Tipsheet

Chelsea Manning: 'The Wealthy' Don't Pay Taxes, So We Must Force Them To, or Something

Between attacking President Trump's important and robust (if somewhat hypocritical) defense of Western civilization in Warsaw, and defending Linda Sarsour's call for 'jihad' against the Trump administration (coupled with a dangerously wrong-headed anti-assimilation jeremiad), many on the hard Left continue to showcase seriously misaligned moral compasses.  The degree to which elements of the Democratic base have embraced and celebrated Chelsea Manning is further evidence of this phenomenon.  Yesterday, Manning tweeted a stupefyingly ignorant pronouncement that generated thousands of likes and shares on social media:


Where to begin?  Let's go point by point:

(1) Taxation is a sharing of responsibility in a number of ways, though it's quite difficult to swallow a lecture on shared civic responsibility from someone who was convicted and sentenced to a lengthy prison sentence for violating his oath and breaking the law when he leaked (Manning identified as a man at the time of his treacherous acts) a massive trove of national security secrets in a profoundly irresponsible manner.  A refresher from David French:

Bradley Manning was no ordinary “leaker.” When he dumped hundreds of thousands of military and diplomatic secrets into the public domain, he violated every single tenet of the warrior ethos. He abandoned the mission. He “accepted” defeat and, through his data dumps, worked to facilitate it. He quit on his comrades, acting with utter, callous disregard for their lives. His message to his unit and to his nation was clear: He would disobey lawful orders and risk killing his comrades to, in his words, stimulate “worldwide discussions, debates, and reforms”...In such a case, commanders have a sacred obligation to protect their soldiers. It’s a matter of maintaining a bond with the men and women they lead. There can be no tolerance of true betrayal, and the military — to its credit — sought a severe sentence for Manning, attempting to make the punishment fit his crime. It fought for life imprisonment, and ultimately obtained a 35-year sentence that itself was an act of unreasonable mercy.

Incidentally, how many of the liberals who have been in high dudgeon for months over Wikileaks' role in helping Russia interfere in the US election were unperturbed by Manning's partnership with Julian Assange to expose American secrets?  It's almost as if reflexive partisans on both sides of the ideological divide determine their views on Wikileaks based upon the immediate political implications of the material it releases.

(2) Taxation is also a form of legal theft, wherein -- despite Harry Reid's bizarre spin -- the government coercively confiscates a portion of its citizens' income.  This view is not held "only" by the wealthy.  Some of the most fanatical libertarians and objectivists in America are by no means well-to-do, and some of the richest people on the planet are enthusiastically pro-taxation statists.  Google a group of insufferably self-righteous left-wingers who call themselves the "patriotic millionaires," if you're so inclined.

(3) "They don't pay taxes" is just a much dumber version of the standard "fair share" argument liberals make in support of imposing an ever-heavier tax burden upon high income earners and businesses.  It's risibly false to assert that the wealthy don't pay taxes, and therefore need to be "made" to do so.  The rich not only pay taxes, they pay more than their fair share of them.  From my myth-busting post on this subject, published this past spring:

The top one percent of US wage-earners make less than one-fifth of the total income in the United States, yet pay close to 40 percent of all federal income taxes, and more than one-quarter of all federal taxes...The top 20 percent of US wage-earners ("the rich," broadly defined), make just over half of total US income, yet pay close to 90 percent of all federal income taxes, and approximately 70 percent of the total federal tax bill. It is flat-out wrong to say that the wealthy aren't paying their fair share; they're statistically paying a disproportionately high percentage of federal taxes.

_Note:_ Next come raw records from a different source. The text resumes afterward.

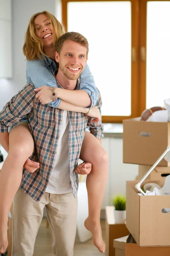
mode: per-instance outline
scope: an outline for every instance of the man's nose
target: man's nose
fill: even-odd
[[[79,58],[78,57],[74,56],[72,58],[71,62],[74,64],[77,64],[79,62]]]

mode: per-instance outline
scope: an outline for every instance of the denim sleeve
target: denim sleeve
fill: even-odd
[[[52,73],[54,71],[53,70],[51,71]],[[36,88],[44,85],[57,87],[56,79],[51,72],[47,68],[43,60],[39,59],[26,61],[26,76],[27,83],[32,81]],[[61,99],[58,99],[57,101],[51,102],[48,103],[48,105],[52,108],[57,108],[60,102]]]
[[[98,98],[98,91],[87,64],[80,76],[79,89],[85,91],[89,95],[91,101],[91,107],[94,107]]]

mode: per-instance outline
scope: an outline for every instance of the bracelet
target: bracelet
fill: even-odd
[[[52,99],[53,100],[57,100],[57,97],[55,91],[55,87],[50,87],[50,89],[52,91]]]
[[[85,114],[85,115],[86,115],[86,116],[87,116],[88,115],[88,114],[89,113],[89,112],[90,112],[90,111],[91,110],[91,108],[89,108],[88,109],[88,112],[87,113],[86,113],[86,114]]]

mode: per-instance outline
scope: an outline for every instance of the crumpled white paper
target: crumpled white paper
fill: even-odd
[[[170,175],[166,177],[164,185],[162,188],[159,188],[160,186],[157,184],[155,184],[154,187],[154,183],[147,183],[147,185],[148,189],[146,191],[146,195],[170,195]],[[141,193],[139,193],[138,195],[143,195]]]

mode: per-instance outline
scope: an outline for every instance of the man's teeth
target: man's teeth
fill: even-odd
[[[74,71],[77,71],[79,69],[79,68],[74,68],[73,67],[69,67],[68,68],[72,70],[74,70]]]
[[[50,35],[51,35],[52,34],[47,34],[47,35],[45,35],[43,38],[44,39],[46,38],[48,36],[50,36]]]

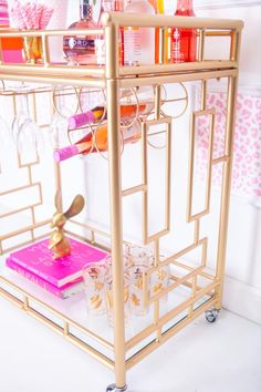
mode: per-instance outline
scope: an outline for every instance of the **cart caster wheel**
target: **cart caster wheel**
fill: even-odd
[[[116,384],[111,384],[106,389],[106,392],[124,392],[124,391],[127,391],[127,385],[123,388],[117,388]]]
[[[218,318],[218,309],[209,309],[205,312],[206,320],[208,322],[215,322]]]

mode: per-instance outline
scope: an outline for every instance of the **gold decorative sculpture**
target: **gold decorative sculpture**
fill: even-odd
[[[61,212],[61,194],[56,192],[55,194],[55,207],[56,212],[53,214],[51,227],[55,230],[51,234],[49,249],[53,251],[53,259],[59,259],[71,255],[71,244],[70,240],[64,235],[64,225],[67,219],[81,213],[84,207],[84,198],[82,195],[76,195],[66,210],[66,213]]]

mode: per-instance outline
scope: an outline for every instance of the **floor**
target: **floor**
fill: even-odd
[[[0,298],[0,392],[105,392],[113,373]],[[261,326],[203,316],[127,374],[128,392],[260,392]]]

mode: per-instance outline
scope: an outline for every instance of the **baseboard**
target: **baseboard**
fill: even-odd
[[[261,290],[226,277],[223,308],[261,324]]]

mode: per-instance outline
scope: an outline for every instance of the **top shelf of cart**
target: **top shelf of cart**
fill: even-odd
[[[70,35],[104,35],[106,45],[106,65],[104,66],[72,66],[55,64],[50,61],[49,39],[66,35],[69,30],[43,31],[9,31],[0,30],[1,38],[41,37],[43,45],[43,63],[41,64],[6,64],[0,61],[0,80],[14,80],[36,83],[70,84],[79,86],[105,87],[106,80],[118,79],[119,86],[127,87],[137,84],[163,82],[180,82],[196,79],[212,78],[212,73],[233,75],[238,69],[238,48],[243,22],[240,20],[165,17],[135,13],[103,13],[102,29],[70,30]],[[159,53],[166,45],[164,33],[166,29],[182,28],[196,29],[198,35],[197,61],[184,63],[161,63],[153,65],[119,66],[117,34],[115,31],[123,27],[147,27],[159,29]],[[227,59],[207,59],[205,55],[207,41],[212,39],[229,40],[229,54]],[[217,41],[210,41],[217,44]],[[209,43],[210,43],[209,42]],[[210,43],[211,44],[211,43]],[[218,76],[218,74],[217,74]]]

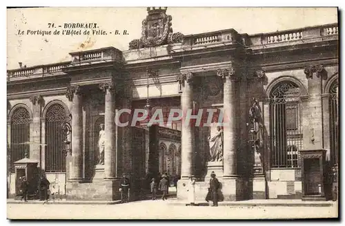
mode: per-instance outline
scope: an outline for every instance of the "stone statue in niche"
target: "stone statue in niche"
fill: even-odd
[[[99,125],[99,127],[101,127],[101,130],[99,131],[99,135],[98,137],[98,150],[99,153],[98,164],[104,164],[104,148],[106,143],[106,131],[104,131],[103,124],[101,124]]]
[[[210,162],[223,160],[223,129],[214,122],[210,126],[208,142],[210,144]]]
[[[259,102],[255,98],[252,99],[252,106],[249,109],[249,119],[252,124],[251,131],[254,134],[253,148],[255,152],[259,155],[262,164],[263,126],[262,124],[262,111]]]

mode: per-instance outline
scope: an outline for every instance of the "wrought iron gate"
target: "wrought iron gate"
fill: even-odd
[[[15,110],[11,117],[10,134],[10,169],[14,171],[13,162],[30,156],[30,124],[29,112],[23,107]]]
[[[272,167],[298,167],[302,147],[300,92],[291,82],[279,83],[270,94],[270,139]]]
[[[46,115],[46,171],[66,172],[66,156],[63,150],[66,133],[63,124],[66,121],[63,107],[55,104],[49,107]]]
[[[329,122],[331,140],[331,158],[332,165],[338,162],[339,151],[339,124],[338,124],[338,82],[333,82],[331,86],[329,93]]]

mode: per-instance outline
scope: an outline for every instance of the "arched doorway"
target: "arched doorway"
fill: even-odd
[[[332,165],[337,164],[339,156],[338,82],[329,88],[330,155]]]
[[[303,140],[299,87],[291,81],[282,81],[269,97],[271,167],[297,167]]]
[[[169,175],[173,175],[175,172],[175,155],[177,151],[176,146],[174,144],[171,144],[169,146],[169,149],[168,151],[167,161],[168,161],[168,169],[167,171]]]
[[[162,174],[166,171],[166,154],[167,152],[168,148],[166,144],[161,143],[159,144],[159,172]]]
[[[66,133],[63,124],[68,113],[60,104],[53,104],[46,113],[46,172],[66,172],[66,153],[63,151]]]
[[[30,124],[31,118],[25,107],[19,106],[13,111],[10,118],[10,151],[11,171],[14,172],[13,162],[26,157],[30,157]]]

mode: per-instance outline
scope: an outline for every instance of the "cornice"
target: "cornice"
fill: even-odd
[[[290,51],[293,50],[298,50],[310,47],[315,48],[317,47],[333,46],[336,45],[337,41],[339,41],[337,38],[331,39],[330,37],[324,37],[279,42],[276,44],[263,43],[261,44],[248,46],[247,48],[250,48],[253,50],[253,55],[259,55],[268,53]]]
[[[156,77],[159,79],[159,84],[168,84],[168,83],[176,83],[176,76],[179,75],[177,73],[164,75]],[[130,86],[146,86],[147,85],[148,78],[147,77],[141,77],[138,79],[126,79],[124,83]],[[154,80],[152,78],[149,78],[148,84],[150,86],[155,85]]]
[[[181,73],[187,72],[197,73],[199,72],[214,70],[215,73],[215,71],[217,71],[217,70],[227,69],[228,68],[237,68],[235,65],[237,65],[237,64],[234,64],[233,62],[224,62],[220,63],[193,65],[193,66],[181,67],[179,69],[179,71]]]
[[[8,100],[14,100],[14,99],[26,99],[30,98],[32,95],[40,95],[41,96],[50,96],[50,95],[63,95],[66,94],[66,87],[59,88],[55,89],[45,89],[41,91],[30,91],[30,92],[22,92],[22,93],[17,93],[14,94],[8,94],[7,95],[7,98]]]
[[[338,64],[338,58],[324,58],[317,59],[307,59],[297,62],[279,62],[277,64],[261,64],[260,67],[265,72],[275,71],[275,70],[292,70],[292,69],[301,69],[304,68],[305,66],[313,64],[322,64],[324,66],[330,66]],[[254,68],[254,66],[253,67]]]
[[[71,86],[87,86],[87,85],[98,85],[99,83],[108,82],[109,80],[112,79],[112,77],[105,77],[101,79],[86,79],[86,80],[78,80],[75,82],[71,82]],[[115,82],[123,82],[122,79],[117,79],[115,80]]]

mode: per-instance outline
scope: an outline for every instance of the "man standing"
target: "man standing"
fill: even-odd
[[[213,207],[218,206],[218,189],[219,188],[219,182],[215,176],[215,172],[212,171],[211,178],[210,179],[210,191],[211,199],[213,201]]]
[[[122,203],[128,203],[130,192],[130,180],[124,174],[121,180],[121,202]]]
[[[21,200],[24,198],[25,202],[28,202],[28,181],[26,177],[23,176],[21,180],[21,189],[22,191]]]
[[[101,130],[99,131],[99,135],[98,138],[98,150],[99,151],[99,156],[98,160],[98,164],[104,164],[104,148],[106,143],[106,131],[104,131],[104,124],[99,125]]]
[[[158,186],[159,191],[163,192],[163,195],[161,196],[162,200],[166,200],[166,192],[168,191],[168,180],[166,180],[166,176],[163,175],[163,178],[159,182],[159,186]]]

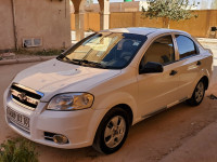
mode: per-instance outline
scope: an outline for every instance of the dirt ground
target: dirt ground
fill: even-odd
[[[217,119],[217,100],[207,97],[210,94],[217,95],[217,45],[205,45],[213,49],[215,54],[214,77],[204,102],[199,107],[179,104],[136,124],[130,129],[129,136],[123,148],[110,156],[100,154],[91,147],[64,150],[36,144],[40,154],[40,162],[156,162],[161,160],[173,161],[173,159],[167,159],[169,156],[180,158],[176,150],[180,150],[179,148],[193,140],[200,133],[203,136],[203,131],[207,130]],[[0,143],[9,137],[17,136],[7,126],[4,121],[2,109],[3,91],[15,73],[34,64],[37,63],[0,66]],[[212,138],[215,137],[212,136]],[[195,140],[194,144],[197,143],[200,140]],[[214,147],[217,150],[217,146]],[[203,152],[200,153],[203,154]],[[200,153],[197,152],[194,156],[200,156]],[[208,157],[209,154],[206,156]],[[214,161],[217,161],[217,157]]]

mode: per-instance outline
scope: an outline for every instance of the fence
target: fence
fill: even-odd
[[[111,13],[110,28],[119,27],[163,27],[162,18],[142,18],[141,12],[118,12]],[[202,10],[195,11],[199,15],[197,18],[170,22],[171,29],[179,29],[190,32],[195,37],[209,37],[210,27],[217,26],[217,10]],[[75,30],[75,15],[72,14],[71,18],[72,30]],[[85,14],[85,30],[100,30],[100,14],[86,13]]]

To frame this in terms that Chelsea Manning might understand, because "the wealthy" pay roughly 70 percent of the overall federal tax bill, this group proportionally provided about $35,000 of the estimated $50,000 gender-reassignment treatment and surgery (nearly the median household income in America) she received courtesy of taxpayers while incarcerated for betraying her country.  As an expression of her gratitude, Manning now demands that the government -- whose laws she flagrantly, willfully and unapologetically broke, only to be released by President Obama -- forcibly extract more money from law-abiding taxpayers, as lefties cheer her on.  It's enough to rouse an exasperated writer to devote an entire essay to refuting a stupid tweet from a minor, ignominious celebrity. Sometimes, Donald Trump's victory in middle America isn't a mystery that's especially difficult to untangle.